Ancient forests help fight climate change by sequestering massive amounts of planet-warming greenhouse gases in their trees and soil. A coalition of dozens of environmental groups had lobbied the Biden administration to protect remaining old-growth stands across federal lands for their natural climate benefits.

But while Biden made safeguarding these ecosystems a key pillar of his climate agenda, he will exit office without getting lasting protections across the finish line. Nonetheless, in a press release earlier this week announcing the creation of two new national monuments in California, Biden highlighted his executive order on old-growth among a long list of conservation wins.

In his memo and an accompanying statement on Tuesday, Moore said that the Forest Service had learned a great deal about old-growth forests, including the threats these ecosystems face, but that the service would not advance the proposal before the end of Biden’s term in the White House.

“There is strong support for, and an expectation of us, to continue to conserve these forests based on the best available scientific information,” Moore wrote in the memo. “There was also feedback that there are important place-based differences that we will need to understand in order to conserve old-growth forests.”

The agency’s initial proposal, unveiled in December 2013, called for amending the management plans for all 128 national forests and grasslands across the country to better protect and restore old-growth stands, including restricting commercial logging — but not entirely banning it — across the 25 million acres of old-growth timber that the Forest Service manages.

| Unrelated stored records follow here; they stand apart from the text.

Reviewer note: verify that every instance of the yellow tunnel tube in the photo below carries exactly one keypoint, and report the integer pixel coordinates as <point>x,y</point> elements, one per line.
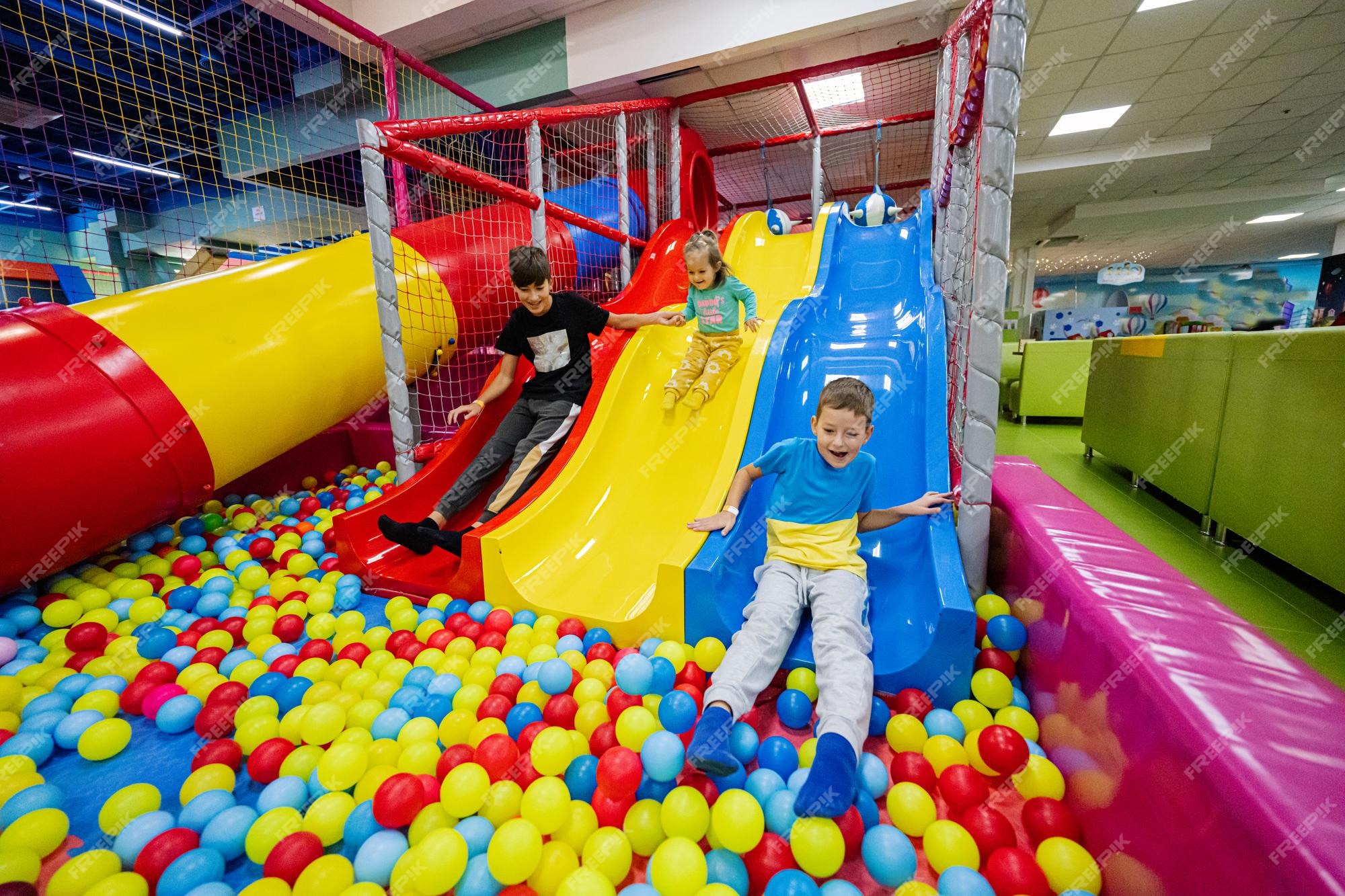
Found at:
<point>270,356</point>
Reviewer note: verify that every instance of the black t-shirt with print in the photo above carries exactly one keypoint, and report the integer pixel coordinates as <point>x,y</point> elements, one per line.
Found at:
<point>558,343</point>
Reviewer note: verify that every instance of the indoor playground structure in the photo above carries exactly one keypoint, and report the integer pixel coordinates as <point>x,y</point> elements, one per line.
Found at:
<point>219,678</point>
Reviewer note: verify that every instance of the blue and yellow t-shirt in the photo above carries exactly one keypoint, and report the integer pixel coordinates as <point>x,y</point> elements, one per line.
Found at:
<point>813,517</point>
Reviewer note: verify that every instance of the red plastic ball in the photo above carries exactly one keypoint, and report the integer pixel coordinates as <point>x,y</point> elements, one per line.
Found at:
<point>506,685</point>
<point>453,758</point>
<point>289,628</point>
<point>399,799</point>
<point>291,856</point>
<point>1003,748</point>
<point>603,739</point>
<point>497,755</point>
<point>962,787</point>
<point>619,771</point>
<point>560,710</point>
<point>913,701</point>
<point>162,850</point>
<point>1044,817</point>
<point>494,706</point>
<point>766,860</point>
<point>997,659</point>
<point>1015,872</point>
<point>87,637</point>
<point>611,809</point>
<point>915,768</point>
<point>227,752</point>
<point>989,827</point>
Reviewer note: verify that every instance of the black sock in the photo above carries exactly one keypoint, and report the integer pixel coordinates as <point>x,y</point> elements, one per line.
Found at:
<point>415,537</point>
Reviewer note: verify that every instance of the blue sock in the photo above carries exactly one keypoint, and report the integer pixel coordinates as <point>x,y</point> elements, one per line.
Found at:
<point>832,783</point>
<point>709,748</point>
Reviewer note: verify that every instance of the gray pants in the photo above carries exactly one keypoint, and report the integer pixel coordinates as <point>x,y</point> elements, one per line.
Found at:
<point>532,434</point>
<point>841,645</point>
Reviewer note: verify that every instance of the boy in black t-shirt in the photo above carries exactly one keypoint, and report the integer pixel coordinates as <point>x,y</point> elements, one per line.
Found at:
<point>553,333</point>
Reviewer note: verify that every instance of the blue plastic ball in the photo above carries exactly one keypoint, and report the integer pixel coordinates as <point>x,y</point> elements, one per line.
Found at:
<point>662,755</point>
<point>556,676</point>
<point>794,708</point>
<point>726,866</point>
<point>634,674</point>
<point>744,743</point>
<point>778,755</point>
<point>1007,633</point>
<point>792,883</point>
<point>888,854</point>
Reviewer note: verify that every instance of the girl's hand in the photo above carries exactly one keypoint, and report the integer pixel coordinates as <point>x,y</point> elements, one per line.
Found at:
<point>465,412</point>
<point>927,505</point>
<point>722,521</point>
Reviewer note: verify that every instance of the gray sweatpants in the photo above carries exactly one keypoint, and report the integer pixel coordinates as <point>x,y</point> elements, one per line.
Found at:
<point>532,434</point>
<point>841,645</point>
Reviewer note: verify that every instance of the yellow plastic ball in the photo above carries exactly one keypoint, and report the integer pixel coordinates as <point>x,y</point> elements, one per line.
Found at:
<point>514,850</point>
<point>677,868</point>
<point>1069,865</point>
<point>911,807</point>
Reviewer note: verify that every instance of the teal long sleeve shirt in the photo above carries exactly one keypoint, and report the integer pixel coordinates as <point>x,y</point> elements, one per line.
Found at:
<point>716,310</point>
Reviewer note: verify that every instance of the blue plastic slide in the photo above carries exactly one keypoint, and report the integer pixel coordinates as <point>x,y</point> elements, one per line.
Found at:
<point>875,314</point>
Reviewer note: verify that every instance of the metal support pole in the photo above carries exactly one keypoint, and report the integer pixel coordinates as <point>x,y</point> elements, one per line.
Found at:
<point>652,174</point>
<point>623,197</point>
<point>676,165</point>
<point>400,411</point>
<point>817,177</point>
<point>535,184</point>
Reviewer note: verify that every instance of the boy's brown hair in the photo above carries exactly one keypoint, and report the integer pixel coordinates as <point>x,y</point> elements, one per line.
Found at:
<point>848,393</point>
<point>528,267</point>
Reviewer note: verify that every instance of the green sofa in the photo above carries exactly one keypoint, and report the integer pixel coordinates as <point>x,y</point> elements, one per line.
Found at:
<point>1280,482</point>
<point>1155,405</point>
<point>1054,380</point>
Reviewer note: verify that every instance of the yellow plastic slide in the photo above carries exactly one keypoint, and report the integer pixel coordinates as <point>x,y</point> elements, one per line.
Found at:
<point>609,542</point>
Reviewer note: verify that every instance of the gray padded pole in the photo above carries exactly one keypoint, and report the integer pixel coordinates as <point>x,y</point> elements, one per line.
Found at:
<point>535,184</point>
<point>623,197</point>
<point>676,165</point>
<point>385,286</point>
<point>652,173</point>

It stopped short of limiting timber harvest in younger “mature” stands of trees.

Responding to the Forest Service’s decision to jettison the proposal, Steve Pedery, conservation director at the environmental organization Oregon Wild, argued that “if the Forest Service were in charge of managing America’s coasts, we’d still have commercial whale hunts.”

“The agency’s unofficial motto is ‘logging is the answer, what was the question?’ and that was on full display throughout this process,” Pedery said in an email. “It is pretty damning that they are pulling the plug on a national mature and old-growth forest protection plan at the same time they are rolling ahead with a scheme to triple commercial logging levels on public lands here in the Pacific Northwest.”

As HuffPost reported last week, forest experts and advocates argue that the Forest Service never took Biden’s directive seriously, and they have accused the agency of ignoring the ongoing threat that logging poses to existing old-growth trees.

But they stressed that shelving the proposal was the best option with President-elect Donald Trump returning to office on Jan. 20. Finalizing the proposal in the last weeks of Biden’s term would have opened the door for the Republican-controlled Senate to launch a review under the Congressional Review Act, potentially stymying similar proposals in the future. The CRA gives Congress the power to nullify major regulations that an executive branch agency finalized in its waning months.

“Given the likelihood that if you do finish it, Congress will kill it or the Trump administration will kill it, just don’t give them the opportunity,” Jim Furnish, a former deputy chief of the Forest Service in the Clinton administration, previously told HuffPost. “Just let it die.”

Timber interests and allied Republicans in Congress fiercely opposed the Biden administration proposal, arguing that it sought to strip the Forest Service of its ability to manage forests as it sees fit to combat wildfire, disease and other threats.

In a statement posted to X, formerly Twitter, Sen. Steve Daines (R-Mont.) called the proposal’s withdrawal “a victory for [Montana] and commonsense, local management of our forests.”

“Now folks on the ground can get back to managing our forests rather than getting bogged down with needless paperwork,” he said.

Moore said that the knowledge the Forest Service gained as part of the rulemaking process would help the agency “better steward old growth forests into the future.”